Si tratta di tre limiti diversi, con vari gradi di contaminazione. È una questione di pesi e di capacità attrattiva. Dire “periferia” porta con sé l’idea riduttiva di trovarsi ai margini della città. “Provincia” invece è già qualcosa fuori dalla sfera di attrazione della città, che ha quindi una propria autonomia e nel tempo stesso ha una maggiore prossimità con la campagna. Oggi i cittadini hanno perso il contatto con la natura, i cicli naturali e gli aspetti ecologicamente più vitali. Il Festival Ultima Luna d’Estate ha questa triplice componente: è un festival di teatro popolare, tra provincia e campagna, ma molto vicino alla città. Si svolge in un raggio di chilometri abbastanza limitato e presenta questa stratificazione, per noi molto interessante e stimolante. Il nostro Festival attrae anche gli abitanti di città, per condurli “fuori dalle mura”, e li fa dialogare con il pubblico di provincia, in situazioni che hanno una valenza anche naturale, perché il tutto si svolge in collina, fra campi e vigneti.

hp-gen

Hai usato la parola “teatro popolare”, un termine pregnante nella vostra proposta.

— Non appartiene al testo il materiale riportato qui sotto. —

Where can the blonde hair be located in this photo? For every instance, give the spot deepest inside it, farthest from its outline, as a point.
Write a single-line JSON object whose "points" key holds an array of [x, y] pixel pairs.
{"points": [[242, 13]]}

Recentemente la situazione economica e politica ha generato i populismi, ma il concetto di “popolo” è molto vasto e ambiguo. Ritengo che, come artisti di teatro, siamo costretti a investigarlo, anche per la sua attualità. Noi però con il Festival L’ultima Luna d’Estate lo facciamo già da ventun anni! Abbiamo coltivato il rapporto con il pubblico di provincia: ciò significa anzitutto proporre spettacoli popolari, cioè fruibili a tutti. Ma anche scegliere forme familiari e attrattive: in provincia e in campagna ci sono ancora  tradizioni a cui appigliarsi e irrinunciabili – penso alla narrazione, l’affabulazione, la Commedia dell’Arte e Dario Fo. Tutto questo è da sempre l’ossatura della nostra proposta artistica. A questo si unisce la voglia di coniugare anche altre forme, come dice il nostro sottotitolo “teatro popolare di ricerca”. Sembra un ossimoro ma sintetizza bene il nostro approccio: far sì che la ricerca non sia uno strumento di esclusione per un pubblico etichettato, magari ingiustamente, come meno colto o meno smaliziato.

IMG_4758-212x320
Luca Radaelli [© Teatro Invito]

Vuoi darci qualche anticipazione sulle due produzioni in cui sei protagonista?

Gin&Comic (La Valletta Brianza, giovedì 6 settembre) è un divertissement letterario su questa bevanda che è stata molto in voga dagli anni Venti fino ai Sessanta e oggi ha un ritorno di fiamma. Spiegheremo la storia del gin, come nasce e il suo uso letterario presso scrittori soprattutto anglosassoni (ad esempio Scott Fitzgerald, Fleming, ma c’è anche Buñuel, di cui leggeremo una ricetta molto divertente). Quale migliore location del parco di Montevecchia, dove si produce un gin autoctono?

Dal capolavoro di Melville, per la regia di Renato Sarti, Bartleby sarà un’anteprima (domenica 9 settembre): il debutto ufficiale sarà poi a Milano, Teatro della Cooperativa, in novembre. Il racconto è tutto concentrato in un ambiente chiuso, ma nel finale, quando il protagonista viene incarcerato, c’è l’irrompere dell’elemento naturale: il cortile della prigione è ricoperto di erba. Lo spettacolo si svolgerà a Casatenovo, nella corte della Cascina Rancate, dove si vedono mura ed erba, ecco dunque l’aggancio tra letteratura e spazio. Il giovanissimo Gabriele Vollaro ha la parte di Bartleby e pronuncia la sua battuta mitica; io invece interpreto diverse voci: prima di tutto l’avvocato, colui che racconta l’intera vicenda, poi  i tre impiegati del suo ufficio e alcune comparse. Alcuni elementi sono ancora da definire, ma mi piace molto che l’anteprima sia rivolta al pubblico del nostro Festival.